I remember when I first watched Before Sunrise, years after it became the go-to whimsical romance film of the 90s, and I remember thinking, well, that was a pleasant surprise. To see two strangers fall for each other in a way that was less sexual and more intellectual was refreshing and far more mature than what we're used to seeing on the big screen these days. The follow-up film, Before Sunset, continued that adult conversation about life, love and happenstance, even as the two main characters--Jesse (Ethan Hawke) and Celine (Julie Delpy)--progressed in their lives and travels. But as Before Midnight brings us to a rather abrupt yet delicate core in Jesse and Celine's relationship, it made me think back to what made this couple so interesting to watch in the two previous films. Which in turn reminded me of the long forgotten gem, Medicine for Melancholy of 2008.

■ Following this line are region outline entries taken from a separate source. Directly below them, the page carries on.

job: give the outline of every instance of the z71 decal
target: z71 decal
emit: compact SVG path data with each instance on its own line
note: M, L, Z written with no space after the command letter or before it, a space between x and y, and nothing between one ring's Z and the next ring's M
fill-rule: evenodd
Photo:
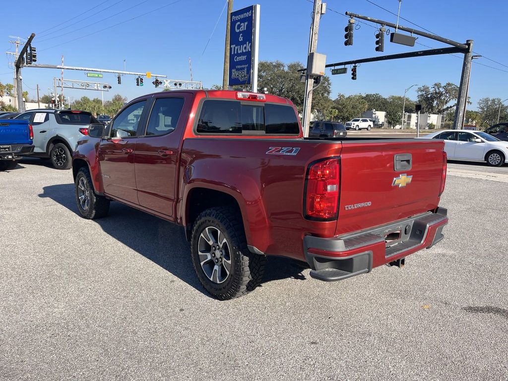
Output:
M294 156L300 150L299 147L270 147L266 151L268 155L291 155Z

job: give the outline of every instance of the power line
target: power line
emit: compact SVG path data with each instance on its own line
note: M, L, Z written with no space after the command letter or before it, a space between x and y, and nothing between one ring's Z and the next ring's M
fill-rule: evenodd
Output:
M377 4L376 4L376 3L374 3L373 2L371 1L370 0L365 0L365 1L367 2L367 3L370 3L372 5L374 5L376 7L378 7L379 8L380 8L381 9L383 9L384 11L386 11L386 12L388 12L389 13L391 13L392 15L394 15L394 16L397 16L397 14L396 13L394 13L394 12L392 12L391 11L389 11L388 9L387 9L386 8L383 8L383 7L382 7L380 5L378 5ZM402 20L405 20L406 21L407 21L408 22L409 22L409 23L410 23L411 24L412 24L414 25L415 25L416 26L418 26L419 28L421 28L424 30L426 30L427 31L429 32L429 33L432 33L433 35L435 35L436 36L439 36L440 37L441 37L441 36L439 36L439 35L437 35L437 34L436 34L435 33L434 33L433 31L432 31L431 30L429 30L428 29L426 29L425 28L423 27L421 25L419 25L418 24L416 24L416 23L413 22L412 21L410 21L409 20L408 20L407 19L404 18L404 17L400 17L400 18L401 18ZM488 59L489 61L492 61L492 62L495 62L496 64L497 64L498 65L501 65L501 66L504 66L505 68L508 68L508 65L505 65L504 64L502 64L500 62L498 62L497 61L495 61L495 60L492 59L492 58L490 58L488 57L487 57L486 56L484 55L481 53L478 53L478 52L474 52L474 51L473 51L473 53L474 53L475 54L479 54L480 55L481 55L483 58L484 58L486 59ZM479 62L476 62L476 63L477 64L479 64ZM483 64L481 64L481 65L483 65ZM484 65L483 66L486 66L487 68L492 68L492 69L496 69L495 68L494 68L494 67L493 67L492 66L488 66L488 65ZM504 70L501 70L501 69L499 69L499 70L501 70L501 71L503 71L503 71L505 71Z
M106 9L108 9L108 8L110 8L111 7L113 7L113 6L114 6L115 5L116 5L119 3L121 3L123 1L123 0L120 0L120 1L117 2L116 3L114 3L114 4L113 4L113 5L112 5L111 6L110 6L108 8L105 8L103 10L103 11L105 11ZM137 4L136 4L135 5L133 5L132 7L131 7L130 8L127 8L126 9L124 9L123 11L120 11L120 12L118 12L117 13L115 13L114 15L111 15L111 16L109 16L107 17L105 17L105 18L102 19L102 20L98 20L97 21L94 21L93 22L91 23L91 24L88 24L87 25L85 25L84 26L83 26L83 27L82 27L81 28L78 28L78 29L75 29L74 30L71 30L70 31L66 32L64 34L67 35L67 34L69 34L70 33L74 33L75 32L79 31L79 30L82 30L83 29L85 29L86 28L88 28L88 27L91 26L92 25L95 25L96 24L98 24L100 22L102 22L103 21L106 21L107 20L109 20L111 17L114 17L115 16L118 16L120 13L124 13L125 12L126 12L127 11L129 11L129 10L131 10L131 9L132 9L133 8L136 8L136 7L138 7L138 6L141 5L141 4L144 4L145 3L146 3L147 2L148 2L148 1L150 1L150 0L144 0L144 1L142 1L141 3L139 3ZM52 32L51 33L53 33L54 32ZM49 36L49 34L46 35L46 36ZM58 38L58 37L61 37L61 35L56 36L54 36L53 37L50 37L49 38L47 38L47 39L44 39L43 40L39 40L39 42L40 43L40 42L44 42L45 41L48 41L50 40L54 40L55 38Z
M109 1L109 0L106 0L106 1L103 2L102 3L101 3L99 5L95 6L94 7L92 7L92 8L90 8L90 9L88 10L87 11L85 11L85 12L83 12L82 13L80 13L80 14L78 15L77 16L75 16L75 17L73 17L72 18L70 18L69 20L67 20L66 21L64 21L64 22L60 22L59 24L57 24L56 25L54 25L53 26L52 26L50 28L48 28L47 29L46 29L43 30L41 32L39 32L38 34L39 34L39 35L43 34L45 32L47 32L48 30L51 30L52 29L53 29L54 28L56 28L57 26L59 26L61 25L63 25L64 24L65 24L65 23L66 23L67 22L69 22L69 21L72 21L72 20L74 20L75 18L77 18L78 17L82 17L83 16L83 15L85 14L85 13L87 13L88 12L90 12L92 10L97 8L98 7L100 7L101 5L102 5L103 4L104 4L105 3L107 3Z
M146 0L146 1L147 1L147 0ZM176 0L176 1L173 2L172 3L170 3L168 4L166 4L166 5L164 5L162 7L160 7L158 8L155 8L155 9L153 9L151 11L150 11L149 12L146 12L146 13L143 13L143 14L142 14L141 15L139 15L136 16L135 17L132 17L132 18L130 18L129 20L125 20L123 21L120 21L120 22L118 22L118 23L117 23L116 24L115 24L114 25L110 25L110 26L108 26L107 27L105 27L105 28L104 28L103 29L100 29L100 30L97 30L96 31L92 32L91 33L89 33L88 34L85 35L84 36L82 36L80 37L76 37L75 39L73 39L72 40L70 40L69 41L66 41L65 42L62 42L61 44L57 44L56 45L53 45L53 46L50 46L49 48L46 48L45 49L41 49L39 51L44 51L44 50L49 50L50 49L53 49L53 48L56 48L57 46L60 46L60 45L64 45L65 44L68 44L70 42L74 42L74 41L76 41L77 40L80 40L81 39L84 38L85 37L88 37L89 36L91 36L92 35L94 35L94 34L96 34L97 33L99 33L100 32L103 31L107 30L108 29L110 29L111 28L114 27L115 26L117 26L118 25L121 25L121 24L124 24L126 22L132 21L133 20L135 20L137 18L139 18L139 17L141 17L143 16L146 16L146 15L149 14L150 13L152 13L153 12L156 12L157 11L159 11L159 10L162 9L163 8L165 8L167 7L169 7L170 5L173 5L173 4L176 4L177 3L180 3L180 2L181 2L181 1L183 1L183 0Z
M212 36L213 36L213 33L215 31L215 28L217 27L217 25L219 23L219 21L220 20L220 18L222 17L223 13L224 13L224 10L226 9L226 6L228 5L228 1L226 0L226 3L224 4L224 6L223 7L223 10L220 12L220 14L219 15L218 18L217 19L217 22L215 22L215 26L213 27L213 30L212 30L211 34L210 35L210 37L208 38L208 41L206 42L206 45L205 45L205 48L203 49L203 53L201 53L201 56L202 56L203 54L205 54L205 50L206 50L206 48L208 46L208 44L210 43L210 40L212 39Z

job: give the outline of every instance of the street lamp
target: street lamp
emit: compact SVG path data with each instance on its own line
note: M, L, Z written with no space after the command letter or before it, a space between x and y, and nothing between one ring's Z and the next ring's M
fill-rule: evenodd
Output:
M499 122L499 114L501 113L501 105L502 105L506 101L508 101L508 98L506 98L502 102L501 102L501 103L499 104L499 111L497 112L497 123Z
M404 102L402 103L402 120L400 122L400 129L404 130L404 109L406 107L406 93L409 91L409 89L412 87L414 86L418 86L418 85L411 85L409 87L406 88L404 90ZM419 121L419 123L420 122Z

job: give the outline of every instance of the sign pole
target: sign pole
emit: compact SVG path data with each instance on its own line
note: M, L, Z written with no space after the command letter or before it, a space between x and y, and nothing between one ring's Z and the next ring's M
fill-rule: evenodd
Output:
M254 36L252 38L252 92L258 92L258 64L259 60L259 16L261 6L254 6Z

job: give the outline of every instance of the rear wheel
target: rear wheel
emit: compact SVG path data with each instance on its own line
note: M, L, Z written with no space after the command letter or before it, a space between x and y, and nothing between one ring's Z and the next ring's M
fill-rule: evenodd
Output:
M76 202L79 213L88 219L104 217L109 212L110 201L105 197L95 194L90 173L86 168L78 172L74 182Z
M51 164L56 169L69 169L72 166L71 151L62 143L57 143L49 152Z
M0 171L10 171L18 165L15 160L0 160Z
M266 257L249 251L241 218L234 209L219 207L201 213L190 242L196 274L217 299L237 298L261 282Z
M485 156L485 161L491 167L500 167L504 164L504 155L500 151L491 151Z

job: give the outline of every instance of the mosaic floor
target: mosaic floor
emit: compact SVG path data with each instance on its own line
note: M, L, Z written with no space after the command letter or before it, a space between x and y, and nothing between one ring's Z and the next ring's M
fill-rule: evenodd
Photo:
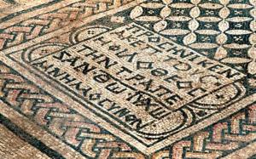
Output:
M255 0L0 0L0 159L256 158Z

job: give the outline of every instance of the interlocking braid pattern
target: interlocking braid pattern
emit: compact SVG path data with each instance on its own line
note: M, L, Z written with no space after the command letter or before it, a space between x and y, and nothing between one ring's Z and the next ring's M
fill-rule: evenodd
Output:
M144 158L127 144L0 65L0 98L86 157Z
M89 0L43 14L0 30L0 50L68 26L75 20L116 9L132 0Z
M147 158L3 65L0 65L0 99L86 157ZM256 139L256 105L153 154L151 158L213 159L231 153L253 139Z
M229 120L200 131L172 148L173 159L214 159L229 154L256 139L256 105L236 114ZM168 157L166 150L158 156Z

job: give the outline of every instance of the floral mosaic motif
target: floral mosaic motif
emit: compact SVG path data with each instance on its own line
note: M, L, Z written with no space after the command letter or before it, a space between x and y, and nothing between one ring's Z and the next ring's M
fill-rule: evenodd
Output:
M152 0L130 17L211 59L256 74L255 0Z

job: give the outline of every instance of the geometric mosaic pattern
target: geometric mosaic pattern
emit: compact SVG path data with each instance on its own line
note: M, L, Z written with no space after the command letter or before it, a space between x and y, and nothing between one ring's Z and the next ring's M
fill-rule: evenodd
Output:
M0 51L26 44L131 2L81 0L27 17L0 29ZM6 6L15 4L12 0L0 0L0 5L1 3ZM121 21L132 20L167 39L243 72L247 76L243 81L247 94L253 94L256 91L255 6L254 0L148 0L132 8L129 15L121 17ZM84 158L232 158L234 156L230 155L234 154L242 156L238 152L256 142L254 102L189 137L152 154L143 154L129 141L101 127L92 117L82 115L32 82L15 71L14 65L1 60L3 58L0 100ZM255 151L253 146L244 153Z
M147 158L17 72L0 65L0 99L86 157ZM152 158L218 158L256 139L256 105L152 155Z
M137 14L132 19L178 43L253 75L255 5L255 1L250 0L159 0L135 8Z
M131 0L79 1L54 11L41 14L0 30L0 50L67 26L92 14L116 9Z

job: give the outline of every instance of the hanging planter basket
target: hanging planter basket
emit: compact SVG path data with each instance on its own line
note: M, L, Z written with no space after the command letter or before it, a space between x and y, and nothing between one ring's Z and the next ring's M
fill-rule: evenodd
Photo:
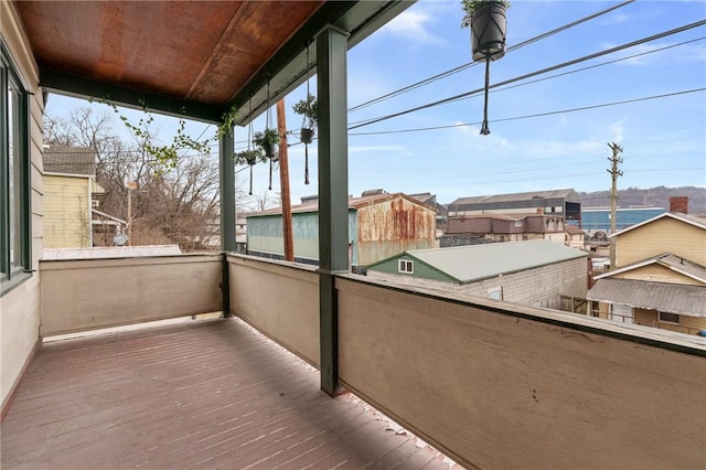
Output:
M505 1L481 1L471 15L473 61L496 61L505 55L507 20Z
M307 62L309 62L308 58ZM295 113L303 117L299 139L304 145L304 184L309 184L309 143L313 141L314 129L319 121L319 100L309 93L308 88L309 82L307 82L307 97L292 107Z
M471 55L475 62L485 62L485 104L481 135L488 136L488 92L490 89L490 63L505 55L505 12L507 0L461 0L466 15L461 28L471 28Z
M299 140L301 140L303 143L313 142L313 129L309 127L302 127L299 131Z

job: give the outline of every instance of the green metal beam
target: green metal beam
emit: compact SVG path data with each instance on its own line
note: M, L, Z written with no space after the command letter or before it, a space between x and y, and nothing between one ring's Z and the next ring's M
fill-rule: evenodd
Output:
M307 66L307 45L325 28L345 32L346 47L360 43L382 25L414 4L416 0L327 1L307 20L270 60L240 88L225 106L239 109L237 124L244 126L267 109L267 103L277 103L307 79L308 68L317 63L315 47L310 47ZM270 96L267 96L269 82ZM249 104L248 104L249 102ZM253 111L248 113L252 105Z
M222 132L218 139L218 168L221 191L221 252L223 253L221 293L223 317L231 316L231 276L228 252L235 252L235 130L233 127Z
M339 382L336 273L349 270L347 34L327 28L317 36L319 95L319 301L321 389Z
M79 77L46 67L40 67L40 86L60 95L94 100L109 100L118 106L147 109L150 111L220 124L223 108L188 99L170 98L125 86L111 85L90 78Z
M218 139L221 191L221 250L235 252L235 139L233 128Z

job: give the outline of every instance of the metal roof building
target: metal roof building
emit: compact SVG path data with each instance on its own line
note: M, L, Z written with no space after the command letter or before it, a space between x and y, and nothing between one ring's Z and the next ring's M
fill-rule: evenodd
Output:
M459 197L448 205L449 217L485 213L543 213L581 225L581 200L571 189Z
M397 284L557 308L585 297L588 253L548 241L407 250L367 267Z

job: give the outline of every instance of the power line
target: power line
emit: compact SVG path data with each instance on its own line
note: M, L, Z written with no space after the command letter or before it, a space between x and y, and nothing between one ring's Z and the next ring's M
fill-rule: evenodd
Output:
M536 114L533 114L533 115L524 115L524 116L514 116L514 117L509 117L509 118L493 119L491 122L504 122L504 121L510 121L510 120L531 119L531 118L536 118L536 117L545 117L545 116L552 116L552 115L566 114L566 113L585 111L587 109L606 108L606 107L609 107L609 106L627 105L627 104L630 104L630 103L639 103L639 102L646 102L646 100L651 100L651 99L668 98L668 97L673 97L673 96L686 95L686 94L689 94L689 93L698 93L698 92L705 92L705 90L706 90L706 87L705 88L686 89L686 90L682 90L682 92L666 93L666 94L663 94L663 95L653 95L653 96L644 96L642 98L623 99L621 102L603 103L603 104L599 104L599 105L581 106L581 107L578 107L578 108L559 109L559 110L554 110L554 111L536 113ZM377 132L349 132L349 136L374 136L374 135L387 135L387 133L419 132L419 131L425 131L425 130L450 129L450 128L454 128L454 127L467 127L467 126L478 126L478 125L480 125L480 122L461 122L461 124L452 124L452 125L446 125L446 126L419 127L419 128L414 128L414 129L381 130L381 131L377 131Z
M630 170L630 173L648 173L648 172L654 172L654 171L659 171L662 173L667 173L667 172L678 172L678 171L695 171L695 170L705 170L705 167L684 167L684 168L654 168L654 169L644 169L644 170ZM483 184L504 184L504 183L517 183L517 182L524 182L524 181L545 181L545 180L564 180L564 179L568 179L568 178L578 178L578 177L599 177L606 174L601 171L597 171L597 172L588 172L588 173L569 173L569 174L554 174L554 175L541 175L541 177L536 177L536 178L518 178L518 179L513 179L513 180L485 180L483 181ZM460 182L460 183L450 183L450 182L445 182L443 185L445 186L468 186L469 184L473 184L473 182L469 182L468 180Z
M588 17L585 17L585 18L581 18L579 20L576 20L576 21L573 21L570 23L567 23L567 24L565 24L563 26L556 28L556 29L554 29L552 31L548 31L546 33L543 33L543 34L539 34L537 36L534 36L534 38L531 38L528 40L525 40L525 41L523 41L523 42L521 42L518 44L515 44L515 45L513 45L511 47L507 47L507 52L516 51L516 50L518 50L521 47L524 47L525 45L533 44L533 43L535 43L537 41L541 41L543 39L546 39L546 38L549 38L549 36L554 35L554 34L557 34L557 33L560 33L560 32L566 31L568 29L571 29L574 26L577 26L577 25L579 25L579 24L581 24L581 23L584 23L586 21L590 21L590 20L592 20L595 18L598 18L601 14L611 12L611 11L617 10L619 8L622 8L622 7L624 7L624 6L629 4L629 3L632 3L633 1L634 0L628 0L628 1L619 3L617 6L613 6L613 7L605 9L605 10L601 10L601 11L599 11L597 13L593 13L593 14L590 14ZM454 75L454 74L457 74L459 72L462 72L462 71L464 71L464 70L467 70L469 67L472 67L474 65L478 65L478 63L477 62L469 62L467 64L459 65L458 67L454 67L454 68L451 68L449 71L442 72L440 74L434 75L434 76L431 76L429 78L425 78L425 79L422 79L420 82L414 83L411 85L407 85L407 86L405 86L403 88L399 88L399 89L396 89L394 92L387 93L387 94L385 94L383 96L378 96L377 98L371 99L370 102L365 102L365 103L362 103L362 104L360 104L357 106L353 106L352 108L349 108L349 113L365 108L367 106L372 106L374 104L384 102L384 100L389 99L389 98L394 98L395 96L399 96L399 95L402 95L404 93L407 93L407 92L410 92L413 89L419 88L419 87L421 87L424 85L428 85L428 84L437 82L437 81L439 81L441 78L446 78L448 76Z
M520 76L516 76L514 78L510 78L510 79L506 79L506 81L503 81L503 82L499 82L499 83L496 83L494 85L491 85L490 88L498 88L498 87L501 87L501 86L504 86L504 85L510 85L512 83L520 82L520 81L523 81L523 79L526 79L526 78L531 78L533 76L542 75L542 74L545 74L547 72L553 72L553 71L556 71L556 70L559 70L559 68L564 68L564 67L567 67L567 66L570 66L570 65L575 65L575 64L578 64L578 63L581 63L581 62L590 61L592 58L597 58L597 57L600 57L600 56L603 56L603 55L612 54L614 52L619 52L619 51L622 51L622 50L628 49L628 47L633 47L635 45L644 44L645 42L654 41L654 40L657 40L657 39L666 38L666 36L672 35L672 34L676 34L676 33L681 33L681 32L684 32L684 31L688 31L688 30L691 30L693 28L703 26L704 24L706 24L706 20L700 20L700 21L697 21L697 22L694 22L694 23L689 23L689 24L686 24L684 26L675 28L675 29L672 29L672 30L668 30L668 31L665 31L665 32L662 32L662 33L659 33L659 34L653 34L651 36L643 38L641 40L632 41L632 42L629 42L629 43L625 43L625 44L622 44L622 45L619 45L619 46L616 46L616 47L611 47L611 49L608 49L608 50L605 50L605 51L596 52L593 54L589 54L589 55L585 55L582 57L574 58L571 61L563 62L560 64L553 65L550 67L542 68L542 70L535 71L535 72L531 72L528 74L520 75ZM471 96L471 95L474 95L477 93L480 93L483 89L484 88L477 88L477 89L473 89L471 92L466 92L466 93L462 93L460 95L451 96L449 98L439 99L439 100L436 100L436 102L432 102L432 103L428 103L426 105L421 105L421 106L417 106L417 107L414 107L414 108L406 109L404 111L398 111L398 113L394 113L394 114L391 114L391 115L387 115L387 116L382 116L382 117L378 117L378 118L372 118L372 119L366 119L366 120L363 120L363 121L359 121L359 124L354 124L354 126L349 127L349 130L357 129L360 127L370 126L371 124L381 122L383 120L387 120L387 119L392 119L392 118L395 118L395 117L404 116L404 115L409 114L409 113L419 111L419 110L422 110L422 109L427 109L427 108L431 108L431 107L435 107L435 106L445 105L447 103L456 102L456 100L464 98L467 96Z

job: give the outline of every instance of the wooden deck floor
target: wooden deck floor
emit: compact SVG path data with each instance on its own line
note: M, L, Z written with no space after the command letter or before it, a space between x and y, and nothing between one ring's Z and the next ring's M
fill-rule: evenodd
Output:
M449 468L237 319L44 344L1 434L6 470Z

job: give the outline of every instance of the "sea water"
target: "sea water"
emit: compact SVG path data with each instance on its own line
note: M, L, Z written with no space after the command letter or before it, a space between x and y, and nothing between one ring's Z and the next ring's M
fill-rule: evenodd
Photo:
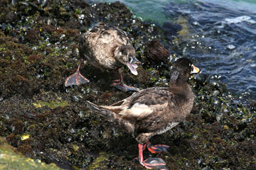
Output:
M169 30L181 25L181 49L172 52L191 58L203 73L225 82L238 96L256 100L256 0L119 1L137 17L166 30L167 49L173 45L168 40L174 33Z

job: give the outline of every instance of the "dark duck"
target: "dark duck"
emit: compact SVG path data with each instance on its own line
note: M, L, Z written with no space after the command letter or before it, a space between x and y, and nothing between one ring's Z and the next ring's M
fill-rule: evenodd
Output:
M194 100L187 83L190 74L199 72L187 58L177 60L171 66L169 87L151 87L141 90L110 106L88 105L95 112L131 134L139 143L139 163L147 169L166 169L161 158L144 160L146 148L152 152L166 152L169 146L152 145L149 140L162 134L183 121L190 113Z
M119 79L114 80L112 86L123 91L139 91L139 89L129 86L123 81L121 67L126 65L133 74L137 75L137 64L140 63L135 57L135 50L124 31L100 23L82 35L79 51L81 61L86 59L89 64L103 71L118 70ZM90 82L80 72L81 61L76 72L66 79L65 86Z

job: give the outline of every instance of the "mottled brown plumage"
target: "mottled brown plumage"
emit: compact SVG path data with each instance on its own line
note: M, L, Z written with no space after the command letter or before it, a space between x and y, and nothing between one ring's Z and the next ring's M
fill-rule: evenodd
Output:
M123 83L121 67L127 66L131 72L137 75L137 64L140 62L135 57L135 49L125 33L117 28L110 28L100 23L81 36L79 47L81 59L102 71L117 69L119 80L114 81L113 86L124 91L138 91L139 89L128 86ZM79 72L68 77L65 85L79 85L89 82Z
M142 146L149 142L152 136L178 125L190 113L194 96L186 81L191 74L198 72L188 59L181 58L172 66L169 87L148 88L110 106L98 106L87 102L92 111L105 117L137 140L142 165L146 168L156 166L151 162L154 162L159 163L157 166L164 166L164 161L158 158L144 161ZM148 144L147 147L152 152L168 147Z

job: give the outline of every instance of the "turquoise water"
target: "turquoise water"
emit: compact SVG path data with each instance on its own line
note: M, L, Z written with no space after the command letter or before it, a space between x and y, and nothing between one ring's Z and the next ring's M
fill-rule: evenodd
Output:
M241 98L256 99L256 0L119 1L137 17L161 27L169 50L171 27L181 24L186 35L171 52L191 58L213 81L225 82Z

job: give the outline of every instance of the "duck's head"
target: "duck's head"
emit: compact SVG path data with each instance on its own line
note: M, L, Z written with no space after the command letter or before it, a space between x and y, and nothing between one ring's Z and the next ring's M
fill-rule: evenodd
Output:
M138 67L137 64L141 62L135 57L135 50L132 45L123 45L116 48L114 57L117 61L128 67L131 72L137 75L136 69Z
M191 74L199 72L200 69L194 66L188 58L179 58L171 67L170 82L178 84L186 81Z

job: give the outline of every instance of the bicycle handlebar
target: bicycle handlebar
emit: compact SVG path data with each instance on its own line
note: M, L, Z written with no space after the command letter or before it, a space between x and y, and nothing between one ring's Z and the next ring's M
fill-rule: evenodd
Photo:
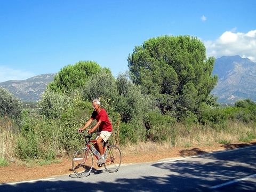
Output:
M89 134L87 134L87 135L85 135L85 134L84 133L84 131L82 131L82 134L83 134L83 136L85 138L89 138L89 139L91 139L92 137L92 133L91 133Z

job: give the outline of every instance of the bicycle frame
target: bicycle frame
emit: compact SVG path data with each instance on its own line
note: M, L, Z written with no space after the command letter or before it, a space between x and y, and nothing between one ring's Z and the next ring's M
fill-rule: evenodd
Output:
M91 138L92 137L92 134L91 134L90 135L85 135L83 132L82 132L82 133L83 134L83 137L84 138L84 140L85 141L86 148L89 149L90 150L92 153L93 155L96 157L97 160L99 160L99 158L95 154L94 151L93 151L93 150L92 149L92 147L91 147L91 145L90 145L90 143L96 142L97 140L91 140ZM87 139L86 139L86 138ZM108 141L107 141L107 142L103 141L103 154L105 153L105 151L106 151L106 147L107 146L107 148L109 147ZM88 155L88 151L89 151L89 150L87 151L86 154L85 154L85 160L86 159L87 155ZM109 161L113 161L113 159L110 159L110 160L107 161L106 162L109 162ZM98 166L99 166L99 165L98 165Z
M78 177L86 177L90 174L93 166L93 155L97 159L100 158L92 149L91 143L97 142L96 140L91 140L92 134L85 135L82 132L82 134L85 141L85 146L77 150L72 160L72 168ZM104 166L106 170L109 173L117 171L122 162L120 149L115 145L110 145L107 141L103 142L103 151L105 162L97 163L98 166L100 167Z

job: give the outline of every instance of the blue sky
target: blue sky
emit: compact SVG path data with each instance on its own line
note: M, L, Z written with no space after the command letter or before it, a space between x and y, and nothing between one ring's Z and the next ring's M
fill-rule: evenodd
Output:
M0 0L0 82L94 61L114 76L137 45L199 38L206 56L256 62L256 1Z

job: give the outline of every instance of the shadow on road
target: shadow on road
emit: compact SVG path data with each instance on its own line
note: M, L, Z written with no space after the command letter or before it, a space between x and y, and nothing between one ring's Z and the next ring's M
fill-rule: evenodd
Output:
M201 153L198 149L194 151ZM254 151L255 151L255 149ZM204 153L204 151L202 151ZM186 151L181 153L186 155ZM236 155L236 151L213 153L192 158L179 159L165 163L157 163L151 166L164 171L167 174L158 176L141 176L139 178L118 178L114 183L90 182L90 176L77 181L38 181L34 182L5 184L0 186L1 191L214 191L210 187L230 178L243 178L244 173L256 173L256 156L251 153L244 156ZM210 160L209 160L210 159ZM248 166L249 165L249 166ZM254 165L253 166L251 165ZM243 170L243 172L241 170ZM145 172L147 170L145 170ZM92 173L99 174L99 172ZM101 173L103 173L101 172ZM109 173L109 174L115 174ZM106 174L106 177L108 177ZM157 174L156 174L157 175ZM209 175L212 175L209 178ZM207 178L207 180L206 178ZM189 181L189 182L188 182ZM241 182L237 191L254 191L255 186Z

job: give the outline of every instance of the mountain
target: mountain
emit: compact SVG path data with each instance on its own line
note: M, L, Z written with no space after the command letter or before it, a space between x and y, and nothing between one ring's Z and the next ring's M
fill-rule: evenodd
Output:
M37 75L22 81L8 81L0 86L23 101L40 99L46 85L57 73ZM215 60L212 74L219 77L212 94L218 96L219 103L234 103L250 98L256 101L256 63L239 55L223 56Z
M247 98L256 101L256 63L239 55L223 56L215 59L212 74L219 76L211 92L219 102Z
M47 85L53 81L53 77L57 74L43 74L26 80L8 81L0 83L0 86L13 93L22 101L36 102L41 98Z

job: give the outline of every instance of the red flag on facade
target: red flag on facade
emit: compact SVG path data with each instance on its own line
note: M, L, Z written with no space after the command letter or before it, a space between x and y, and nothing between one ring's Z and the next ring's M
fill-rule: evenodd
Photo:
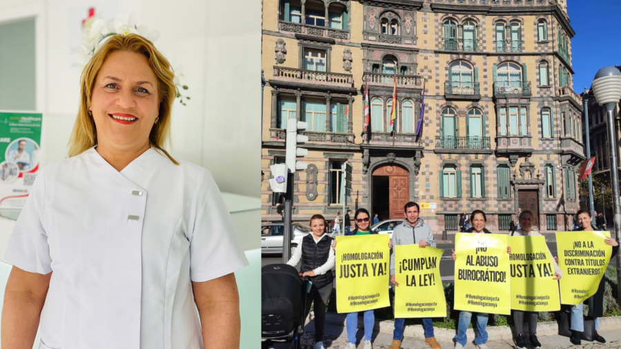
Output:
M586 159L584 161L582 161L582 163L580 164L580 179L585 180L589 175L591 174L591 171L593 170L593 164L595 163L595 156L589 159Z

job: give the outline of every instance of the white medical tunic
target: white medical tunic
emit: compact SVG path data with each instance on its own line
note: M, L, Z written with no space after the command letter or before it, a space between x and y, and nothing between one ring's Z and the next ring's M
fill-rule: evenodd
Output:
M120 172L95 148L46 166L6 258L53 272L43 349L202 348L191 282L248 265L210 172L152 148Z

If you're unfamiliar with Medicine for Melancholy, I implore you to watch it immediately, especially if you're a fan of this sort of flurried approach to dialogue that is so prevalent in the Before films (especially the first two). Medicine, written and directed by Barry Jenkins, follows a chance meeting between two individuals--Micah (Wyatt Cenac) and Jo' (Tracey Heggins)--over the span of 24 hours in the Bay Area of California. Like the Before films, the two share an existential discussion that is challenged by race and class relations in respect to their neighborhood becoming gentrified in a rapidly evolving era. While much of the conversation flirts with Micah and Jo's potential for one another--and the undeniable chemistry they share--it is marked by their underlying feelings of what it means to be minorities in their own neighborhood, and sometimes feeling like a rebel among their own group of friends. While it might not be the best time for them, Jo' and Micah find each other as they still struggle to find themselves amid social confusion.
Like Celine and Jesse, Jo' and Micah are both opinionated and accessible, with a million thoughts between them that aren't often agreed upon but are always acknowledged and challenged. It's ping pong dialogue that at its best stimulates the audience and makes you care not only about these characters but of their ideals and surroundings. We only see their relationship throughout the course of a day, but there is ample opportunity for a follow-up feature, even if it's just to see how gentrification has impacted their older selves and views on life now. This could especially be timely in light of how social media has redefined conversations of race and relationship issues in and out of minority communities. There are plenty of avenues a Medicine for Melancholy sequel can take, but I feel it has all but been overshadowed by the far more popular Before journey. Watch it and see for yourself.